Oil prices continued to fall from the multi-year highs reached early this past Monday, when WTI Crude hit the highest level since October 2014 at $83.73, and the international benchmark briefly jumped above $86 per barrel at $86.04, which was the highest price since October 2018.
The key trigger of the price retreat early on Wednesday came from China, where the National Development and Reform Commission (NDRC) said that the government was considering an intervention to reduce the price of coal whose recent “increase has completely deviated from the fundamentals of supply and demand.”
“The heating season is approaching and the price is still showing a further irrational upward trend,” Reuters quoted the commission as saying.
The possible Chinese intervention sent the key Chinese coal futures plunging early on Wednesday.
On Tuesday, the most actively traded coal futures in China had hit a fresh record-high after the energy crisis worsened because of colder weather in recent days.
A Chinese intervention to bring coal prices down could “reverse the fuel switch to oil,” analysts at Commerzbank told Reuters.
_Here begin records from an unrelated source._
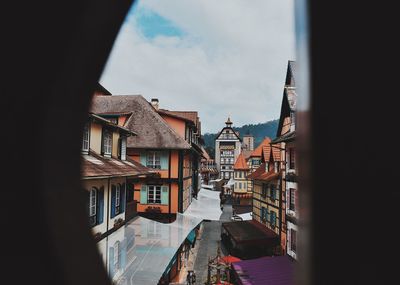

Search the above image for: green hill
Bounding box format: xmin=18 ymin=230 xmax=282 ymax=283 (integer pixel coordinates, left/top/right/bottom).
xmin=203 ymin=117 xmax=279 ymax=157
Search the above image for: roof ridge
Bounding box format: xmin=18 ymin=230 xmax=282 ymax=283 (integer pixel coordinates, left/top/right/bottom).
xmin=131 ymin=95 xmax=191 ymax=148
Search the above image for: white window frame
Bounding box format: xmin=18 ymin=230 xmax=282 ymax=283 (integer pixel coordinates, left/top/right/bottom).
xmin=82 ymin=122 xmax=89 ymax=152
xmin=147 ymin=185 xmax=161 ymax=205
xmin=89 ymin=187 xmax=97 ymax=217
xmin=115 ymin=184 xmax=121 ymax=207
xmin=113 ymin=241 xmax=119 ymax=268
xmin=274 ymin=161 xmax=279 ymax=172
xmin=146 ymin=151 xmax=161 ymax=169
xmin=103 ymin=129 xmax=112 ymax=156
xmin=120 ymin=136 xmax=127 ymax=160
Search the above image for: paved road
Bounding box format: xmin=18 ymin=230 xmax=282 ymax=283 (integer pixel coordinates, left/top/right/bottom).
xmin=193 ymin=195 xmax=232 ymax=285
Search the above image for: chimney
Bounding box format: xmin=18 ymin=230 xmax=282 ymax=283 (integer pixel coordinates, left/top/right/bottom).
xmin=151 ymin=98 xmax=158 ymax=111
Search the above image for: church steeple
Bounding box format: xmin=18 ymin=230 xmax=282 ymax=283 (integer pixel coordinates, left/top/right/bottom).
xmin=225 ymin=116 xmax=233 ymax=128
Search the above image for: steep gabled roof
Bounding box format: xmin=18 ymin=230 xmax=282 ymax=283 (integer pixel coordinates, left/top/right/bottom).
xmin=276 ymin=61 xmax=297 ymax=137
xmin=81 ymin=150 xmax=157 ymax=179
xmin=91 ymin=95 xmax=190 ymax=149
xmin=247 ymin=162 xmax=266 ymax=179
xmin=233 ymin=153 xmax=249 ymax=170
xmin=271 ymin=145 xmax=281 ymax=161
xmin=250 ymin=137 xmax=271 ymax=157
xmin=215 ymin=127 xmax=242 ymax=141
Oil prices were also weighed down by profit-taking and a fourth straight week of U.S. crude oil inventory builds as estimated on Tuesday by the American Petroleum Institute (API).
The build last week was estimated at 3.294 million barrels, above analyst expectations of a 2.233-million-barrel build. Still, the API report was not entirely bearish for market sentiment because gasoline and distillate inventories, as well as crude stocks at the Cushing hub, were estimated to have dropped last week.